I already had a charcoal chimney from Weber, however I was in an outlet store this weekend and came across one from STOK. It is basically the same thing except this one has a little electric fan that blows up from the bottom. Very nifty, had to have it. My brother just got himself a smoker after seeing what I am capable of producing on mine so he gladly inherited the Weber unit. I haven't gotten to use it yet but I'm sure it will do fine.

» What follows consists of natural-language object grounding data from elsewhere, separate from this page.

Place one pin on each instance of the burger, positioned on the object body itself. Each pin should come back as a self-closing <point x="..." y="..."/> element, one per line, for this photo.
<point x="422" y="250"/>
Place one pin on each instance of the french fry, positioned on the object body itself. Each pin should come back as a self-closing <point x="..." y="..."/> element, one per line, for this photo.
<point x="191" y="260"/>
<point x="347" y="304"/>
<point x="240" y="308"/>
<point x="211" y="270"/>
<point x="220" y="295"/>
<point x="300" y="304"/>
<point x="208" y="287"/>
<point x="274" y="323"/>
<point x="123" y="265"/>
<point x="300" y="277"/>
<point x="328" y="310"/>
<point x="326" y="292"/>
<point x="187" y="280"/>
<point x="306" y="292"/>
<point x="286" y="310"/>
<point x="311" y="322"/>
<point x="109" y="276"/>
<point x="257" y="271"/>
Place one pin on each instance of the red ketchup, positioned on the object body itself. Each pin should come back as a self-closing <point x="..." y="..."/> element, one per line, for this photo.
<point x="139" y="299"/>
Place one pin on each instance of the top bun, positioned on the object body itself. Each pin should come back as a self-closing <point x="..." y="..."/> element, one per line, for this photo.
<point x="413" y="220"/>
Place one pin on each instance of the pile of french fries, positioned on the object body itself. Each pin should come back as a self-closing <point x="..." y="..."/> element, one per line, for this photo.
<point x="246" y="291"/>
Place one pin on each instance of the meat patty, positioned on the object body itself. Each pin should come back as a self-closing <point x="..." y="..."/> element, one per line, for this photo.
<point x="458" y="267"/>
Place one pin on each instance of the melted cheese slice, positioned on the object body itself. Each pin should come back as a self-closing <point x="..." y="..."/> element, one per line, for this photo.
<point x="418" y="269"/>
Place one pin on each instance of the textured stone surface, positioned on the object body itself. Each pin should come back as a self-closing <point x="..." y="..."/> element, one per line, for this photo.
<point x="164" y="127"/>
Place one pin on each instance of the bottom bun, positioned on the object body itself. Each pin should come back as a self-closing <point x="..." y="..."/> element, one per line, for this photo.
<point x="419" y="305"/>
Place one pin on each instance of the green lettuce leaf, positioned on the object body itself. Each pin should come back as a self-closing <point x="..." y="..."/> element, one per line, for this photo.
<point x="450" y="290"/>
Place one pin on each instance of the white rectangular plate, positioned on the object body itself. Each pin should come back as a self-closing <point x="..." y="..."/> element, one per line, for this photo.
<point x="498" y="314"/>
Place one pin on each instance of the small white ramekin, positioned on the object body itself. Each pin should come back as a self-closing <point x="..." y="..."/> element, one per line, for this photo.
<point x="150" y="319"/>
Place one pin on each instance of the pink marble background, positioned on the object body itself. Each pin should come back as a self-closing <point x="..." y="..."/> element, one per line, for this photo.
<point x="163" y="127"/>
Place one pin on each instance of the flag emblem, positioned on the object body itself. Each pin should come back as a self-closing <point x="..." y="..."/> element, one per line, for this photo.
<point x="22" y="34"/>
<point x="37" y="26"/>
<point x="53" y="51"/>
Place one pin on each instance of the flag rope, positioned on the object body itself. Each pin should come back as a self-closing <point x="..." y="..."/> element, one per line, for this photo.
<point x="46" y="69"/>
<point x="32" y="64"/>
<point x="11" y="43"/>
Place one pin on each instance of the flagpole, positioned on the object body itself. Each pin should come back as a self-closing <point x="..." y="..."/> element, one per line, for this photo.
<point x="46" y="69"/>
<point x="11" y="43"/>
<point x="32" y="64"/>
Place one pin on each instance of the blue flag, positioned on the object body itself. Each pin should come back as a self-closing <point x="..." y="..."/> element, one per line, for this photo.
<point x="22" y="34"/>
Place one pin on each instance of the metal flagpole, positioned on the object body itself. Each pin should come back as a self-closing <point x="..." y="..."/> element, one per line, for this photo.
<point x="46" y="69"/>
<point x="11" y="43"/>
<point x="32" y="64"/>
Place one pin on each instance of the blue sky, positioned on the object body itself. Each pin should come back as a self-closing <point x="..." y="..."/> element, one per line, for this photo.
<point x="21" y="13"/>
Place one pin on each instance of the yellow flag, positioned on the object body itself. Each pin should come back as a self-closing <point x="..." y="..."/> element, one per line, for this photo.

https://statich.smokingmeatforums.com/6/60/60d92158_photobucket-4824-1326829534739.jpeg

https://statich.smokingmeatforums.com/f/f7/f7874559_photobucket-5742-1326829688317.jpeg

https://statich.smokingmeatforums.com/d/da/dac65fa8_photobucket-6717-1326829828428.jpeg


----------



## adiochiro3 (Jan 17, 2012)

That thing is kinda slick!


----------



## graystratcat (Jan 17, 2012)

I've had a Weber chimney for years.. but that thing is PHAT!  You need to let us know how it works!

-Salt


----------



## SmokinAl (Jan 17, 2012)

Very cool!


----------



## ufboostedgator (Jan 17, 2012)

I will be using it very soon / tonight...I will let you know how it works. The list price was $33 or so but since it was MLK day and it fit in a "brown paper bag" it was eligible for 25% off. I think I walked out with it for around $25. Compared to the Weber, it doesn't have the little silver handle for dumping or whatever but is every bit as stout.


----------



## scarbelly (Jan 17, 2012)

Very cool - looking forward to the review


----------



## ecto1 (Jan 17, 2012)

Must....Have....One.....


----------



## ufboostedgator (Jan 17, 2012)

So all I was doing was grilling some salmon so I filled it up about 3/4 of the way full of regular coals. I used a balled up a piece of the charcoal bag and put it under like usual and squirted some lighter fluid on the bag and on the top coals. Lit them up from the bottom and let it go for about 30 seconds or so before I started the fan. I wanted the bag to burn down and the bottom coals to light good so they didn't blow out. The fan blows good but gently, about as hard as it takes to whistle. When I turned it on, it did it's job. Similar to when you blow on a small camp fire to get it going good, the coals flamed up pretty good. After 2 solid minutes of the fan on, I turned it off to see if it made a difference. When it was off, it died down some but not a lot, on again and it flared up. After a couple more minutes, the bottom coals were white and the top coals were getting there. I turned the fan off again and just let them burn, I didn't want to overdue the bottom ones before the tops got started. Long story short, it worked as advertised and I think it did it decently faster. I am not sure how long the batteries will last (3 AAA) but I will figure it out soon enough. Hope this is a decent enough explanation, I'm satisfied. From the time I lit the paper to the time I poured the coals into the grill was 7 1/2 minutes and this is what I had. Now for some pics.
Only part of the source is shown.